# Xbox360 or PS3



## Blaze tail (Feb 23, 2010)

i have an xbox360 and i love it but i want to know what others think.
check my profile for my gamertag but sometimes my friends list is full so just message me,


----------



## Unsilenced (Feb 23, 2010)

_Left 4 Dead_ makes all arguments invalid. -.- 

Unless you are a rich SOB with a top-of-the-line gaming computer so you can run new games properly. Then I hate you, but must admit that you have no real need of a 360, and are better off with a console that doesn't fail every few days. D=<


----------



## Lobar (Feb 23, 2010)

When the PS3 first came out there was pretty much no reason to own one.  Now that Blu-ray is the standard and they've come down in price, though, there's a better argument for it.


----------



## Blaze tail (Feb 23, 2010)

i haz a laptop but damnit xbox is so addictive plus i have allot of friends on it and about everyone i know in real life has a xbox plus computors get out of date by better ones every week and if u want decent gaming for those u need to buy at least a 2000 computor (unless u want lag) im not trying to start a argument just pointing out i bet theres some computers out there that are great but u cant go to s wallmart near u and just buy a computer no lag for 200$ like u can a xbox plus people do way more illeagle stuff on computers and viruses.. but.. i still would rather have a pc than an xbox cuz u cant communicate well on a xbox and u cant download free games XD


----------



## Unsilenced (Feb 23, 2010)

Blaze tail said:


> i haz a laptop but damnit xbox is so addictive plus i have allot of friends on it and about everyone i know in real life has a xbox plus computors get out of date by better ones every week and if u want decent gaming for those u need to buy at least a 2000 computor (unless u want lag) im not trying to start a argument just pointing out i bet theres some computers out there that are great but u cant go to s wallmart near u and just buy a computer no lag for 200$ like u can a xbox plus people do way more illeagle stuff on computers and viruses.. but.. i still would rather have a pc than an xbox cuz u cant communicate well on a xbox and u cant download free games XD


----------



## auzbuzzard (Feb 23, 2010)

Buy both. (NO DON'T I take it back)

I own a PS3, 1st gen, it's fine, working, and it plays Blu-Ray games.

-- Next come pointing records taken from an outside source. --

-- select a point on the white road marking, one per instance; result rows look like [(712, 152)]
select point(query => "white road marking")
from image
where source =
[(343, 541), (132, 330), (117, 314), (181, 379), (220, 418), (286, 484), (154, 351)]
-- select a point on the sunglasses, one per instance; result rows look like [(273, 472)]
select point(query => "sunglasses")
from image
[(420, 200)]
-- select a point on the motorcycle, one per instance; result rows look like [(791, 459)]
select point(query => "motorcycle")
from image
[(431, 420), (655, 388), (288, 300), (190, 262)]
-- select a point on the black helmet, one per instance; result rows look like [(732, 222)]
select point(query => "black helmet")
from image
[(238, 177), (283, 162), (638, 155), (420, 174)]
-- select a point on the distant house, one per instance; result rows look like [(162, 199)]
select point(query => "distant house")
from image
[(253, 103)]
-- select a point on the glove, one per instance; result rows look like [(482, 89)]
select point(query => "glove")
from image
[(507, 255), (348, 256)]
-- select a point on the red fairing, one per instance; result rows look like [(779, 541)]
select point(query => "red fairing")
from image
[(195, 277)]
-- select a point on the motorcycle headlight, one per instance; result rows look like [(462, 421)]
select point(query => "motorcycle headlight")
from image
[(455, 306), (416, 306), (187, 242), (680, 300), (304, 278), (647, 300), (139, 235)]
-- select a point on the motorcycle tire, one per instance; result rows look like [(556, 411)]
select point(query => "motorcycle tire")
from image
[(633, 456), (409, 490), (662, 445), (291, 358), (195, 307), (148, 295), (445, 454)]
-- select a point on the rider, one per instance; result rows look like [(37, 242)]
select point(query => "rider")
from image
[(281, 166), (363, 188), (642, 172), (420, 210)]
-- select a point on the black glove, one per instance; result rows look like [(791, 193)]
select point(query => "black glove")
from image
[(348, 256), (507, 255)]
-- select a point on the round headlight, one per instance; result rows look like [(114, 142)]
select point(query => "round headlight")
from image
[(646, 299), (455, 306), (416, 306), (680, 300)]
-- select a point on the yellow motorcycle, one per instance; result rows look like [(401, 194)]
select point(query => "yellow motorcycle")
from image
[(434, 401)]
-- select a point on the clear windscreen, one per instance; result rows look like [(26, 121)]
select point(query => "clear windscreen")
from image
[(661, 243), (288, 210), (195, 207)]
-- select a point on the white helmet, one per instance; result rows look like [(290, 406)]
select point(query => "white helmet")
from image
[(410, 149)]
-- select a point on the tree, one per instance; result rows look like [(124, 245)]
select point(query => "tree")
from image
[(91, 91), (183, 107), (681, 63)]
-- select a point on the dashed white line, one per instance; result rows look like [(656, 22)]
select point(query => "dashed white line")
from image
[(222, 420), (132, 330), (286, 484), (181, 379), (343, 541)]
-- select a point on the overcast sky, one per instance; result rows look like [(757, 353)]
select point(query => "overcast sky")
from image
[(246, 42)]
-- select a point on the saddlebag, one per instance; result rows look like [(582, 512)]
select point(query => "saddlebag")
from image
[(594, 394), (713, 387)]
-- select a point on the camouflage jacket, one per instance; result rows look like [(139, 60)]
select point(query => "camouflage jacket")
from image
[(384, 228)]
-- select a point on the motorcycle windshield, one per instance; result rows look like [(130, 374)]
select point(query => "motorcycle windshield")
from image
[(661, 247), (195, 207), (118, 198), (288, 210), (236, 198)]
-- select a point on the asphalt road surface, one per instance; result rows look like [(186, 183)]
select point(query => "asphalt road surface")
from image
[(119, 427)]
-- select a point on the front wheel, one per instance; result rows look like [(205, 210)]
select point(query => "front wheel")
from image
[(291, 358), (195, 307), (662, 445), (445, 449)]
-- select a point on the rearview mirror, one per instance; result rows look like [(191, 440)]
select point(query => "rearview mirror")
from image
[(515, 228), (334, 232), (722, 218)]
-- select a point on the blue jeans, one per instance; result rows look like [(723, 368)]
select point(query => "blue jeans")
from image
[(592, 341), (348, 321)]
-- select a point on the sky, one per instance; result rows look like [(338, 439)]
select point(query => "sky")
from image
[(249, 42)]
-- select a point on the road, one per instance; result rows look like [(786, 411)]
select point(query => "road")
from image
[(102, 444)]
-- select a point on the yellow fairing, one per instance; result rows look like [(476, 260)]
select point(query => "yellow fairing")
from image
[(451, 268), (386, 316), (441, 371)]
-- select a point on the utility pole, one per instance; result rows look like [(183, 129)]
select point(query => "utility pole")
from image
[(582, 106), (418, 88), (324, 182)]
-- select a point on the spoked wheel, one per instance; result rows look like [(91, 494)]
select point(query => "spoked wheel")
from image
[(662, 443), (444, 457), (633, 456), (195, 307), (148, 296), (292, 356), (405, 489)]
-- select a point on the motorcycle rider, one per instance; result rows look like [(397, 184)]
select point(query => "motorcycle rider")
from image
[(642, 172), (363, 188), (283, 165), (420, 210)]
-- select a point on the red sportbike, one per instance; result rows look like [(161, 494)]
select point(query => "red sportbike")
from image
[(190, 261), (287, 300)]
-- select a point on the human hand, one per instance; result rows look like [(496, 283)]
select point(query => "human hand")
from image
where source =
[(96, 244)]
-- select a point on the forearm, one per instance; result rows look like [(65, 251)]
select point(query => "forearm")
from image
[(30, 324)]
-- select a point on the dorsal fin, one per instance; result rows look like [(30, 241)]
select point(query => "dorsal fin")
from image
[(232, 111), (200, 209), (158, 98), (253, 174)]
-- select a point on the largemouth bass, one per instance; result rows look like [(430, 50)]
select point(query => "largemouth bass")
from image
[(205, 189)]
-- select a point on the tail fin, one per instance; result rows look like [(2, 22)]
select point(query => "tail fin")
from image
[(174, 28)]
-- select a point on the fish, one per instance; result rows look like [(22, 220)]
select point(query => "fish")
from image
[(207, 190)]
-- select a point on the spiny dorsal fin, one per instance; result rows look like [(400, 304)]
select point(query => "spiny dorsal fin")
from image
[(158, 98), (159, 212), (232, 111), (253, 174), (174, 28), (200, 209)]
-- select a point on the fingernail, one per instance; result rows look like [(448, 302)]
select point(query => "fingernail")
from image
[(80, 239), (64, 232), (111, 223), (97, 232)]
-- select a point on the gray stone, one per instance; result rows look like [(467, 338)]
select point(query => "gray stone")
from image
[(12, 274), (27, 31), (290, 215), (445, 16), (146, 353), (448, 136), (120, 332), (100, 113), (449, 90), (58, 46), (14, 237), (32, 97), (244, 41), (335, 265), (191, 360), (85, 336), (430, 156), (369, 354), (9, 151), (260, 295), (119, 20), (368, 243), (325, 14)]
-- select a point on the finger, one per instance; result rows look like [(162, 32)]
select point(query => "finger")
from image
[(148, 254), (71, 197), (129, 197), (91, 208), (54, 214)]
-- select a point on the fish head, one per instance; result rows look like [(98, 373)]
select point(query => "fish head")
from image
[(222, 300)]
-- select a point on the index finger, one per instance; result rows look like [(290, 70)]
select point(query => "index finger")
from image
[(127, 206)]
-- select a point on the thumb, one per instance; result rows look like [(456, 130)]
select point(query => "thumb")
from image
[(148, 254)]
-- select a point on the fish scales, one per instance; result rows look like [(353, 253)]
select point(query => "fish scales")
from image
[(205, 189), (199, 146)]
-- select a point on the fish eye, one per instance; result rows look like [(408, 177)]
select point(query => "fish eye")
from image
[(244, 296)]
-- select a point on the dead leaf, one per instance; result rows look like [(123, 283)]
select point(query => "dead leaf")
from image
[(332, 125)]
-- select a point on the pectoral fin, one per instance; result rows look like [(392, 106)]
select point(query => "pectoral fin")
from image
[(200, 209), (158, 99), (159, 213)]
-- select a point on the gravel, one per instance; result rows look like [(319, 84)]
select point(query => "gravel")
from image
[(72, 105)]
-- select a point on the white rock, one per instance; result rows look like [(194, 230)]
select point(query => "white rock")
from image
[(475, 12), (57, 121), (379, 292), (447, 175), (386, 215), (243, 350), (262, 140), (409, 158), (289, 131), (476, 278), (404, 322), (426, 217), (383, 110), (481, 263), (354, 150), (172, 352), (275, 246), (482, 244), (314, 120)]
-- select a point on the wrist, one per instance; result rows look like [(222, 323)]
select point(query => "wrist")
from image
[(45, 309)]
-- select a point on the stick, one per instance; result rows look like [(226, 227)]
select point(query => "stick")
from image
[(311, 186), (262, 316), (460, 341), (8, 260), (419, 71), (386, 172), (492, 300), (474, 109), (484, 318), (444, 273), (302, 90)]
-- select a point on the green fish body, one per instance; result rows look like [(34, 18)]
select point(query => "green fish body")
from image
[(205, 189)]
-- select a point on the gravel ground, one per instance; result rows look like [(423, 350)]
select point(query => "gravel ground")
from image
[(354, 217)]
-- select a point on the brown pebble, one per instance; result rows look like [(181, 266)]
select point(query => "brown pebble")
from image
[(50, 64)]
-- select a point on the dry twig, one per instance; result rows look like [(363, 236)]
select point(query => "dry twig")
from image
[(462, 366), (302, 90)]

But something to say about Sony's _Browser_, *NEVER USE IT!* Try one out and you'll know why. Wrong control assign, bad maneuvering, eww.

1st, 2nd, 3rd gen PS3: 1 is better than 2, coz u can play PS2 games, and it has 4 USB ports instead of 2. Have 3 if you want to watch Blu-Ray with it. Or you've a Bravia at home.

That's what I think.

PS: Ever watch a Blu-Ray with mini-games in it?
PS3 is the best choice to play them coz u have a controller. The Blu-Ray Player remote, hah!


----------



## Wolf-Bone (Feb 23, 2010)

auzbuzzard said:


> Buy both.



because we all have rich parents


----------



## Stargazer Bleu (Feb 23, 2010)

I like both, have more games on xbox only cause i know more ppl on it. My Ps3 games are finialy starting to grow. It also my Blue Ray player.
Main down point on me for me on ps3 is the chat system. Cant talk to other ppl playing different games.


----------



## auzbuzzard (Feb 23, 2010)

Wolf-Bone said:


> because we all have rich parents



Well, I know someone would say that, coz I've tell others like this once and I get the same answer.

Though after all, buy both would still be the best way to play games, but the only problems is we can't.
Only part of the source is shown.